Pular para o conteúdo principal

Dias comuns de um diário fechado- Adeus!


Ana Clara irrompeu o quarto intempestivamente com lágrimas nos olhos e a boca serrilhada. Sua testa estava franzida e os punhos cerrados enquanto as palavras ainda estavam atravessando seu córtex em busca de falar toda a profusão de sentimentos que lhe atingira. Na cama sentado calçando um sapato de cor caramelo e com duas bolsas do lado estava Gabriel. Sujeito alto e cabelos curtos e loiros. A barba lhe cobria o rosto e seus olhos verdes estavam concentrados em encaixar o calçado em seu pé. Ana Clara parou de fronte para ele e o encarou por longos dois minutos. Ele parou o que estava fazendo, mexeu em umas das sacolas, tirou algo e pôs de volta. Levantou-se sem olhar para Clara. Esta por sua vez o agarrou pelo braço e o indagou pesarosamente:

- O que pensa que está fazendo, Gabriel? Aliás... como ousa--

- Ei!- cortou Gabriel com sua voz grave afastando a mulher- olha só. Não está funcionando. Eu, você... tudo isso. Sabemos por quê. Acha que sou burro, Ana Clara? Acha que quero ficar nessa vida de faz de conta? Não. Obrigado.

- Não seja tão egoísta. Acredita que não sofro tanto quanto você? Olhe pra mim quando falo. Acha que não sofro? Acha que a perda do nosso filho-- por Cristo, Gabriel. Ele era meu filho também, seu cachorro. Meu filho também! Eu preciso de você. Comigo!- grita ela nas últimas palavras.
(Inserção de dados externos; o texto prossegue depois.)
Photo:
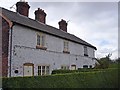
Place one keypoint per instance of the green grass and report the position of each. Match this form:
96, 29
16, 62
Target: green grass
107, 78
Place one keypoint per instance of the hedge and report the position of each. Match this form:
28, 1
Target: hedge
96, 79
75, 71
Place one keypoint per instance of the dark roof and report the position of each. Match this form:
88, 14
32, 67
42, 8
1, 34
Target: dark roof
26, 21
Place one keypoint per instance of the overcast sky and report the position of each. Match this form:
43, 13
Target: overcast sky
93, 21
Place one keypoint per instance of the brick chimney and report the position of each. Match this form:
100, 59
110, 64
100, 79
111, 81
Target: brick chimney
63, 25
22, 7
40, 15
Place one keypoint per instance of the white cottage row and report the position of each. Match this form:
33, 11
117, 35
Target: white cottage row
35, 48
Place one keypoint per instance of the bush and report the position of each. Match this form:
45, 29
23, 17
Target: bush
74, 71
106, 78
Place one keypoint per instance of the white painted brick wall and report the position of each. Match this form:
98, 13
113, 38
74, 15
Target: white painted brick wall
24, 51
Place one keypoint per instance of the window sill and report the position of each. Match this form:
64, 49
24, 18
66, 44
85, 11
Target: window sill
86, 55
41, 47
66, 52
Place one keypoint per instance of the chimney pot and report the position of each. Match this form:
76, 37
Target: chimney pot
40, 15
22, 8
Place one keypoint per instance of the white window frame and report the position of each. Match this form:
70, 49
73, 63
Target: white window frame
46, 72
66, 46
64, 67
41, 39
85, 51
- Acha mesmo que podemos viver assim? Admita, Clara. A única coisa que segurava a gente era isso. Era ele! E esses são os motivos errados. Você é jovem... eu também... vamos apenas dar as costas um pro outro e...

Gabriel não continua a frase. Olha para o relógio de pulso, respira fundo, baixa a vista e retorna a olhar para Clara de forma mais desarmada. Passa a língua entre os lábios e solta outro suspiro. Caminha até ela que fica parada olhando para o chão com as lágrimas lhe correndo as maçãs rosada do rosto pálido e pesado. Ele a toca com as pontas do dedo em seu queixo e o ergue até que os olhos de ambos se encontrarem nervosamente. Ele a abraça forte. Sente o coração pulsar em seu peito. Ela engole em seco e aceita o abraço. Momentos depois ele se afasta ainda encarando a pequena. Tentando achar as palavras certas, Gabriel vai até suas coisas. E por fim fala:

- Me esqueça. Esqueça a gente. Esqueça nosso filho. Nós dois fomos um erro. Desde o começo. Eu não te amo, Ana Clara. Nunca te amei. Aquela noite na casa da Joana foi um erro. Aconteceu... transamos... foi bom. O resto foi essa merda toda. Vá viver a sua vida. Vou voltar pra Belo Horizonte. Os ares aqui de Curitiba não me fizeram bem.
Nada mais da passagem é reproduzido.